Netlink Sockets

Netlink is Linux's primary mechanism for communication between the kernel and user-space processes. Unlike ioctl, netlink uses a proper socket interface with structured messages, multicast groups, and asynchronous notifications. This chapter shows how to read the routing table, monitor network events, and build a simple network monitor.

Netlink is an AF_NETLINK socket family.

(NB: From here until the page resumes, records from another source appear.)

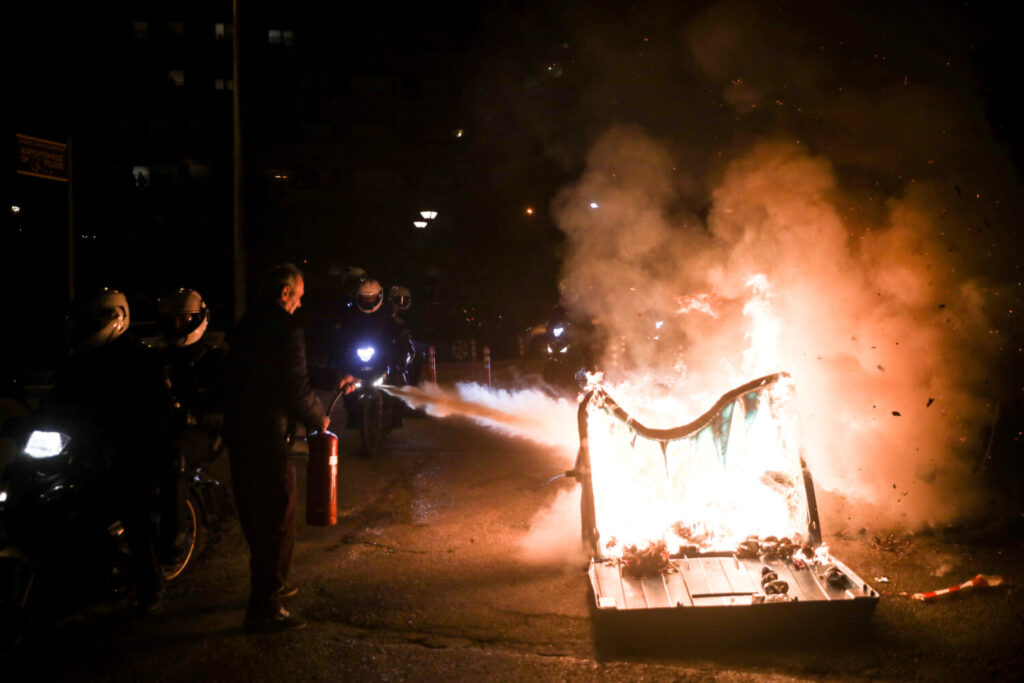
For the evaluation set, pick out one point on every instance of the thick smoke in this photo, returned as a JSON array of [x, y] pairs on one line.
[[869, 206]]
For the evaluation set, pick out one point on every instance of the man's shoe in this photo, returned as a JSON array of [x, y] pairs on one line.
[[280, 620]]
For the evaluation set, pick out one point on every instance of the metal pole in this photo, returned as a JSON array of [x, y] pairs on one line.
[[71, 225], [237, 240], [486, 364]]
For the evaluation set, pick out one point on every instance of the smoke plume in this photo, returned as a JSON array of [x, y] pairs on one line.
[[859, 206]]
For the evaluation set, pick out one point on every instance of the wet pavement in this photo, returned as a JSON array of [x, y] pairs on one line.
[[439, 568]]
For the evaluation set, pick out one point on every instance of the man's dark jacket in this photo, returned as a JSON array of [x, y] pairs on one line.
[[268, 387]]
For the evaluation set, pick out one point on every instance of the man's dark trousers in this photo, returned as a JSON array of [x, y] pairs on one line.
[[263, 478]]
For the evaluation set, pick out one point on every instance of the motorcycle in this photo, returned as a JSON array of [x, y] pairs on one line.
[[61, 544], [369, 409]]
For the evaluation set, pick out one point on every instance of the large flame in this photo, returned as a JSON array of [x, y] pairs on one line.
[[739, 475]]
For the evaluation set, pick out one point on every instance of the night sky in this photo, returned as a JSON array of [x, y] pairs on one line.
[[888, 92]]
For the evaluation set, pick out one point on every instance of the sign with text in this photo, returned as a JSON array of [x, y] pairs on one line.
[[42, 159]]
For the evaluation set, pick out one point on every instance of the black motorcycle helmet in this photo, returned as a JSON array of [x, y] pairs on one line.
[[182, 316]]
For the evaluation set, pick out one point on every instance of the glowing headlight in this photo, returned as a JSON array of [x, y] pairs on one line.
[[46, 444]]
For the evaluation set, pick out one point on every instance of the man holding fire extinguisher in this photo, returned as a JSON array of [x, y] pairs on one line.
[[268, 391]]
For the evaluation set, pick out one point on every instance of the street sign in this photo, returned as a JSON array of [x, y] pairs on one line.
[[42, 159]]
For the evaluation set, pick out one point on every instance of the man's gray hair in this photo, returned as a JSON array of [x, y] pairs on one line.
[[276, 279]]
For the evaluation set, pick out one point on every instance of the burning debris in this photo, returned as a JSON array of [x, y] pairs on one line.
[[637, 480], [980, 581], [648, 561], [705, 485]]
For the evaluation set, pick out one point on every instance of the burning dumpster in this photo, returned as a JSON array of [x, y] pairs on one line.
[[716, 516]]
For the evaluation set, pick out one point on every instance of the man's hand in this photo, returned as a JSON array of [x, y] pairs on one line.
[[347, 384]]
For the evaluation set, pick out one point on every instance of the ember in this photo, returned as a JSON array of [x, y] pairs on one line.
[[649, 561]]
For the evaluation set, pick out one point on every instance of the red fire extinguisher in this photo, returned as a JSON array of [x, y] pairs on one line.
[[322, 479]]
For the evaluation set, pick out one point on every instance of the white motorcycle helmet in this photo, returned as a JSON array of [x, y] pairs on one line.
[[399, 297], [370, 297], [182, 317], [97, 318]]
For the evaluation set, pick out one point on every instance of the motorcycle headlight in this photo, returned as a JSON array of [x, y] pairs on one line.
[[46, 444]]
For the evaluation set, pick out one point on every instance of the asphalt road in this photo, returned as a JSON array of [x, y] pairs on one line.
[[440, 568]]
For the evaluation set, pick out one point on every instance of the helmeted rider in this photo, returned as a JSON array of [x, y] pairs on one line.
[[351, 281], [196, 371], [367, 321], [400, 301], [117, 386]]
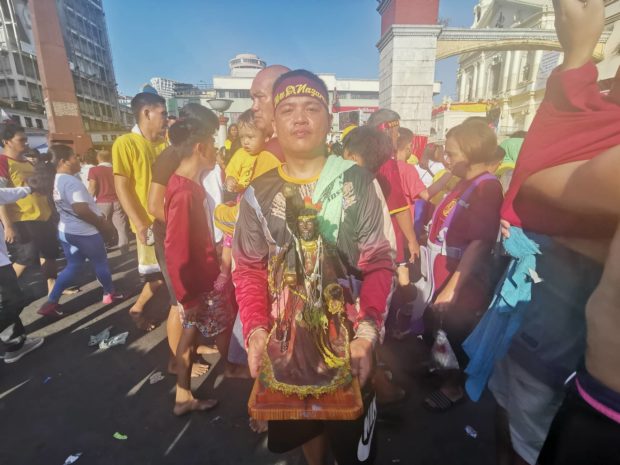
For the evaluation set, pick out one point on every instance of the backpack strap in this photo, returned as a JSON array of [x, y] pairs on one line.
[[462, 202]]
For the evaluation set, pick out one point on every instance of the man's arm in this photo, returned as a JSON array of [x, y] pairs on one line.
[[9, 232], [474, 255], [13, 194], [405, 223], [83, 211], [579, 24], [92, 187], [130, 203], [250, 254], [376, 239], [155, 202]]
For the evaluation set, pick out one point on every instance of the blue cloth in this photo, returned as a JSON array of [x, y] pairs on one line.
[[77, 249], [491, 339]]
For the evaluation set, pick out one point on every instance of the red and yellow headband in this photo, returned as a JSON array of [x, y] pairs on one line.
[[299, 86], [389, 125]]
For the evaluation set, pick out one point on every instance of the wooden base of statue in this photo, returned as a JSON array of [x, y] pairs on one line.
[[344, 404]]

Instead of connecting to a remote host, you connect to the kernel.

User space                        Kernel
+------------------+              +------------------+
| netlink socket   | <----------> | netlink subsystem |
| AF_NETLINK       |   messages   | (routing, link,  |
| SOCK_DGRAM       |              |  firewall, ...)  |
+------------------+              +------------------+

Key properties:

  • Message-based (like UDP, not like TCP streams).
  • Supports multicast -- subscribe to kernel event groups.
  • Bidirectional -- query state or receive notifications.
  • Replaces many ioctl-based network configuration interfaces.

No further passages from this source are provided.